「電気ちゃん」・・・楠章子
(内容紹介)
超ダメ男「電気ちゃん」に拾われた16歳の家出少女・鳥子。
乳がんの宣告をされた26歳OLの寿寿。
凄腕の料理で男を次々と部屋に誘う38歳バツイチのきみ夜。
男性より女性を愛する超美人ホステス、紫。
「電気ちゃん」という奇妙な縁に引きよせられたのは、
生きることがあまり上手ではない女たち。
ひとりぼっちの魂をそっと包み込む五つの物語。
気鋭のスト―リーテラーによる鮮烈な渾身作!
(2014年に読んだ本)
楠章子さんの「電気ちゃん」
帯紙に記された“あさのあつこさん”の推薦文につられて読みました。
「魂が電気に触れたようだった。

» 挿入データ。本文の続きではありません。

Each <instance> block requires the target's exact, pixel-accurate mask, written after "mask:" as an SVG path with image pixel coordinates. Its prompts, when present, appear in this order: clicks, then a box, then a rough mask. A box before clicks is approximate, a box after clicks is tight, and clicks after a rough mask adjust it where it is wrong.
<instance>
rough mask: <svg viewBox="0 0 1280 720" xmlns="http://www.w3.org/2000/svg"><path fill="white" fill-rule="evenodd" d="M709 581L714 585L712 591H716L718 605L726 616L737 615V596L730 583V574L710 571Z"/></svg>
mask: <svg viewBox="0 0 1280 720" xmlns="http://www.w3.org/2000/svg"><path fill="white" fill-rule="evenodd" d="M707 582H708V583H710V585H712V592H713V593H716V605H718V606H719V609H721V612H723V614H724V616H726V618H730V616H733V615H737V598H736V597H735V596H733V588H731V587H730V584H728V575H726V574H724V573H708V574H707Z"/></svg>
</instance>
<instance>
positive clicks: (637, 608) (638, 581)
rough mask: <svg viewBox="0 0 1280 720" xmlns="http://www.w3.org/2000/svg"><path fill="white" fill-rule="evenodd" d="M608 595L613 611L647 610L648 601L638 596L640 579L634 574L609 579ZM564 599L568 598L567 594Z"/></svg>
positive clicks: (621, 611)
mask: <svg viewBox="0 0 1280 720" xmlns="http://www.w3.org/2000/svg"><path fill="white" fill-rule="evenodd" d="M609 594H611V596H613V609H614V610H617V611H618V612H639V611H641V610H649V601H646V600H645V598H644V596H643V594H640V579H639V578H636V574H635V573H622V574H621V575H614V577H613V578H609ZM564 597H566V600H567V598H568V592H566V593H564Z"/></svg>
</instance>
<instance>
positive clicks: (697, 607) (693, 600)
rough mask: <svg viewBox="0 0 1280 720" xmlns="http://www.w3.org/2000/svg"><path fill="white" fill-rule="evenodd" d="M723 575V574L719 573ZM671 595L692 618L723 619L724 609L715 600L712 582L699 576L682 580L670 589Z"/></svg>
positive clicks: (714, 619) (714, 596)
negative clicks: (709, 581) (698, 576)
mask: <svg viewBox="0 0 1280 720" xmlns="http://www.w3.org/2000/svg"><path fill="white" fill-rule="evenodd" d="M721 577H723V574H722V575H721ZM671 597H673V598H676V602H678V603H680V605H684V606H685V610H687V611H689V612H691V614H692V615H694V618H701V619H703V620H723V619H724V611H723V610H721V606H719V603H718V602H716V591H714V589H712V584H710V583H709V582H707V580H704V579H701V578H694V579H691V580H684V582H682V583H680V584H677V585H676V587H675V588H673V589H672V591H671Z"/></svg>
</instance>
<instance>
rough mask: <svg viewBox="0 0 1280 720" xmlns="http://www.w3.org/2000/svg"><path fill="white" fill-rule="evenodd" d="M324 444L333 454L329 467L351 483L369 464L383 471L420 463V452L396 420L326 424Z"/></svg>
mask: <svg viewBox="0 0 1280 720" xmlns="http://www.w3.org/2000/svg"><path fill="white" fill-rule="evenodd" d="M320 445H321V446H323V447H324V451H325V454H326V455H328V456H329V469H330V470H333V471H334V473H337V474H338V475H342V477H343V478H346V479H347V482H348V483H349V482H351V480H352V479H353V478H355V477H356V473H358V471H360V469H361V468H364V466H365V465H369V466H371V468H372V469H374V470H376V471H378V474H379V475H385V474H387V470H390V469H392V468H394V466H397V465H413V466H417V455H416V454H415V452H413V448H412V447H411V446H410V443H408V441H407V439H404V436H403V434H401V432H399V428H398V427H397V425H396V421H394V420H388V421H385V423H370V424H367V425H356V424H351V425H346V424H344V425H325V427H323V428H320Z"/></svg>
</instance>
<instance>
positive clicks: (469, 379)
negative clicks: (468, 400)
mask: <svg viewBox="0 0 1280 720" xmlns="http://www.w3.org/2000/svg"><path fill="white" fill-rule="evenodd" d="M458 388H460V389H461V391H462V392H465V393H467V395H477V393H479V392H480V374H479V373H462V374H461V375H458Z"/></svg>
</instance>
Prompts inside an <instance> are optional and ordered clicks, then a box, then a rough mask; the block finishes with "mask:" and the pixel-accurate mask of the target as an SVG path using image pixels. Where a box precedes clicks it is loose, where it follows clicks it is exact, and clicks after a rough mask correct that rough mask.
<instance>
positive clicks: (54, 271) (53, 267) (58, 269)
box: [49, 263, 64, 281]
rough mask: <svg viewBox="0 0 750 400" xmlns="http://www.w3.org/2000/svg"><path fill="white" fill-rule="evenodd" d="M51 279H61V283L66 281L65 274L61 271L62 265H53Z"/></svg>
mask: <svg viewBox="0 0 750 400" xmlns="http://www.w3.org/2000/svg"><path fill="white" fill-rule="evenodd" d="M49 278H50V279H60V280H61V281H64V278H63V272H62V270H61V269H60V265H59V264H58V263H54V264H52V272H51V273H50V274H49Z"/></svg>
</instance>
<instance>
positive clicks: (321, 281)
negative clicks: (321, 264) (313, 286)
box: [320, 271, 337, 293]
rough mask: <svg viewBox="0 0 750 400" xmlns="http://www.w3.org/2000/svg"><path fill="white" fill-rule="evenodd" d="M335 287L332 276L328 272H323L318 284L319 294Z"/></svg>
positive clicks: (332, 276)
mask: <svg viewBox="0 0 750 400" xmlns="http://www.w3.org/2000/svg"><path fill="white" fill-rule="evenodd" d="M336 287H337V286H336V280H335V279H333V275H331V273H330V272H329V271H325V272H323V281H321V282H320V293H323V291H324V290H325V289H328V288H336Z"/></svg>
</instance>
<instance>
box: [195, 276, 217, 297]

ぴりぴりと痺れる。
痺れたその後、じんわりと温かく、豊かになっていく。
そして、哀しくなっていく。
鳥子、寿々、紫、きみ夜、電気ちゃん。
一人一人の物語は孤独で異質で透明だ。
この哀しさ、この澄んだ哀しさは、いったいなんだろう。
そして、この強さは、なんだろう。
一人一人の孤独が絡み合い、もつれ合い強く鮮やかな色彩を放つ。
幼い鳥子がパレットの上に残した紫の色のようだ。
人のもつ、物語のもつ、哀しみと強さがここにある。」 ――あさのあつこ
不器用にしか生きれない電気ちゃんと鳥子
お互いの距離感を保つことで成り立っている二人暮らし。
その距離感が崩れることで鳥子はまたひとりぼっちになってしまう。
距離感を読むって時には難しく感じることもあるよね。
鳥子のように意地を張ったり、時には慣れ過ぎてしまったり…。
短編連作なのでサラリと読めました。
諸手を挙げて面白い!とは叫べないけれど
読み終えた後、不思議な余韻が残る本です。